LONDON, Nov 29 (Reuters) - Britain is open to legislating to
stop an explosion in scam adverts online being a significant
source of fraud, financial services minister John Glen has told
Victims' groups and campaigners have called for fraudulent
adverts to be incorporated in the government's planned Online
Safety Bill, which currently only covers user-generated content.
"We are very sympathetic to that," Glen told the Treasury
Select Committee. "This is a massive problem. This is a
significant opportunity in the absence of a better solution."

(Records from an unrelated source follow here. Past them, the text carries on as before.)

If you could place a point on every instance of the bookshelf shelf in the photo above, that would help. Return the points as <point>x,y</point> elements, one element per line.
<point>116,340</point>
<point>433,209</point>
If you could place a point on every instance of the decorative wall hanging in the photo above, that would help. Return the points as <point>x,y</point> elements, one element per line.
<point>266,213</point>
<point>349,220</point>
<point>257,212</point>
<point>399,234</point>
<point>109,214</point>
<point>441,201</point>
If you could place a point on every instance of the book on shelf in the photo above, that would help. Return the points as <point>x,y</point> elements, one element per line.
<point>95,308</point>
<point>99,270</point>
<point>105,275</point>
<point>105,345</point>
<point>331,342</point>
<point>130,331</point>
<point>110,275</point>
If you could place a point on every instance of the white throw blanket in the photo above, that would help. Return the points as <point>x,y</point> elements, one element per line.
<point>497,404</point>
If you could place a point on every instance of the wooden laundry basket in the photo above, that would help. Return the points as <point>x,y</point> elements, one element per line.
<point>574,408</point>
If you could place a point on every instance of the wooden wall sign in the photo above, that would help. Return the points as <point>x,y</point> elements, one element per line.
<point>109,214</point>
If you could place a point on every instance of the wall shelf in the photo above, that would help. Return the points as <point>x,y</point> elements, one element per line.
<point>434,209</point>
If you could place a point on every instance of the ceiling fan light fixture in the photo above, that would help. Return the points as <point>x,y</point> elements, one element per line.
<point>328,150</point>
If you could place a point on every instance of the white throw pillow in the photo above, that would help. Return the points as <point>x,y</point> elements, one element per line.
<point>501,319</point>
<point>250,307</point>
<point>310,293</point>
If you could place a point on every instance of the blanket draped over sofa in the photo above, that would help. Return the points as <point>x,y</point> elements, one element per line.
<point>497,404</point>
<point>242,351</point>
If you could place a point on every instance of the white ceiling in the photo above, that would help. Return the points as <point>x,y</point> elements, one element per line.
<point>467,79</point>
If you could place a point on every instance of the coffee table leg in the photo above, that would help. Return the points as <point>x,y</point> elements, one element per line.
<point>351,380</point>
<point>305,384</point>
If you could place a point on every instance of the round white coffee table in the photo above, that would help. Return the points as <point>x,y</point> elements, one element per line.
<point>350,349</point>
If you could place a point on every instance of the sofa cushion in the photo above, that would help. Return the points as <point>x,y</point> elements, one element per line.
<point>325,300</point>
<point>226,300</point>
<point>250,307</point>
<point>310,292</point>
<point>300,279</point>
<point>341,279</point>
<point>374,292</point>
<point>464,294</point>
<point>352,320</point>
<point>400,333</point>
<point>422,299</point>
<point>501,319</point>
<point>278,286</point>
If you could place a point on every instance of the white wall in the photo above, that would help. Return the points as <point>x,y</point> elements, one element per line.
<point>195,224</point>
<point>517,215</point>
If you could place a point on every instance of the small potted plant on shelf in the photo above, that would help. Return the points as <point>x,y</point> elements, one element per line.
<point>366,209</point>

A British record of 754 million pounds ($1 billion) was
stolen in the first six months of this year, up 30% from the
same period in 2020, according to data from banking industry
body UK Finance, and up more than 60% from 2017, when it began
compiling the figures.
Several government departments are involved in trying to
stop online scams, raising concerns among committee members that
solutions are too slow to emerge.
"You're being very good at describing how difficult it all
is, but what are you actually going to be doing about it?" said
lawmaker Angela Eagle.
Glen said the finance ministry was liaising with the
digital, culture, media and sport ministry (DCMS) - which is
also looking at the problem of online scams - to try and find
the best solution.
The Treasury committee has previously told representatives
from Facebook, Google, Amazon and eBay
they needed to do more to combat fraud.
Cybersecurity experts and banks have said Britain has become
a global target for fraud attacks due to relatively light
policing of fraud-related crime, a super-fast payments
infrastructure and use of the world's most widely used language
"This is an absolute priority. I am not satisfied where we
are on this," Glen said, adding that prevention needs to be a
big part of the response.
"The challenge is how can we make effective intervention
that is really going to bear down on this," Glen said.